Thursday, January 19, 2012

Factbox: Foreigners attacked in Africa

Here are details of attacks on foreigners and those held by kidnappers around Africa.

* ETHIOPIA:

-- Two Germans, one Austrian, and two Hungarians were killed by gunmen in northern Ethiopia's remote Afar region on January 17. One Hungarian was also wounded. Ethiopia said the victims were part of a 27-member party that also included U.S., Australian and Belgian nationals.

-- Two foreign tourists and two Ethiopians were kidnapped in the same attack. A German media report said the group had been close to the Erta Ale volcano, one of Ethiopia's most active - an area prone to banditry.

-- An Ethiopian government spokesman said the attackers were Eritrean-trained but Eritrea rejected the accusation.

* MALI:

November 23, 2011 - Two French men, an engineer and a technician who work for a local cement firm, were abducted from their hotel in the town of Hombori, about 200 km (125 miles) west of the northern city of Gao in northern Mali.

November 25, 2011 - Gunmen seized three people and killed a fourth person as the group walked along a street in the northern Mali town of Timbuktu. The three kidnapped were from South Africa, the Netherlands and Sweden.

-- Al Qaeda in the Islamic Maghreb (AQIM) has claimed responsibility for the kidnapping of the two Frenchmen and the three other Westerners.

* SOMALIA:

April 2008 - Gunmen seized a Briton and a Kenyan working on a U.N.-funded project.

July 14, 2009 - Somali gunmen kidnapped two French security advisers in Mogadishu. One of them, Marc Aubriere, escaped on August 26.

November 8, 2010 - The European Union anti-piracy task force said it had rescued a South African yachtsman after he was left behind by Somali pirates. Two other South African crew members were taken ashore as hostages.

October 25, 2011 - Three aid workers attached to the Danish Demining Group were kidnapped in the north of the country, the group said. One was a Somali man, two were international staff members: American Jessica Buchanan and a Dane, Poul Thisted.

* KENYA/SOMALIA:

September 11, 2011 - Gunmen raided the Kiwayu Safari Village, shooting dead British publishing executive David Tebbutt, and taking his wife Judith hostage, before escaping by boat and taking her to Somalia.

October 11, 2011 - Six armed men stormed a house on the island of Manda on Kenya's northern coast, grabbed 66-year-old wheelchair-bound Marie Dedieu and carried her to a boat that took her to Somalia. Paris said on October 19 that Dedieu had died.

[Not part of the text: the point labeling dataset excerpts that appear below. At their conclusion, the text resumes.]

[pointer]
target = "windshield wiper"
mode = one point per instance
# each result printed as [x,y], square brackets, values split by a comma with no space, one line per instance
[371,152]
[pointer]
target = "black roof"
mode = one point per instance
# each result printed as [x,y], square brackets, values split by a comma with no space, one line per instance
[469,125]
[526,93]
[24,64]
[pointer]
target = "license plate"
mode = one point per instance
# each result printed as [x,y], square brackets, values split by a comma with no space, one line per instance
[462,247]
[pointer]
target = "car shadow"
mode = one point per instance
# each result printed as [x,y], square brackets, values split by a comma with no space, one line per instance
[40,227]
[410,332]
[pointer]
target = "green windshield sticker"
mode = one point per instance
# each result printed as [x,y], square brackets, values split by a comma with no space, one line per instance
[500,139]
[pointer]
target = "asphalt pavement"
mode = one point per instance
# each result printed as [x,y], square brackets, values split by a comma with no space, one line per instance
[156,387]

October 13, 2011 - Two Spanish female aid workers employed by Medecins Sans Frontieres (MSF) were kidnapped at Kenya's Dadaab refugee camp near Somalia. The two were later named as Blanca Thiebaut from Madrid, and Montserrat Serra. They have since been moved to central Somalia.

* ALGERIA:

February 2, 2011 - A 53-year-old Italian woman, Maria Sandra Mariani, was kidnapped by al Qaeda insurgents while on a tourist trip to the Sahara desert.

October 23, 2011 - Three foreign workers, two Spanish and one Italian, were abducted from a refugee camp near Tindouf in western Algeria. The kidnappers had crossed from Mali.

-- Spain named the two as Ainhoa Fernandez de Rincon, a member of a pro-Sahrawi organisation, and Enric Gonyalons who was working with the Basque non-profit group Mundubat. The Italian was Rossella Urru from the Rome-based group Comitato Italiano Sviluppo dei Popoli.

* NIGERIA:

May 12, 2011 - Two engineers, a Briton and an Italian, working for Italian construction firm B. Stabilini in Kebbi State in northern Nigeria were kidnapped in the town of Birnin-Kebbi.

* NIGER:

September 16, 2010 - Seven foreigners were kidnapped in Arlit, in Niger's northern uranium mining zone. Al Qaeda in the Islamic Maghreb claimed responsibility and demanded a 90 million euro ($130 million) ransom.

-- The foreigners, including five French nationals, were employees of French firms Areva and Vinci and were taken by their captors to Mali on September 17, 2010.

February 25, 2011 - A Togolese, a Malagasy man and the French wife of an Areva employee were freed and handed over to authorities in Niger.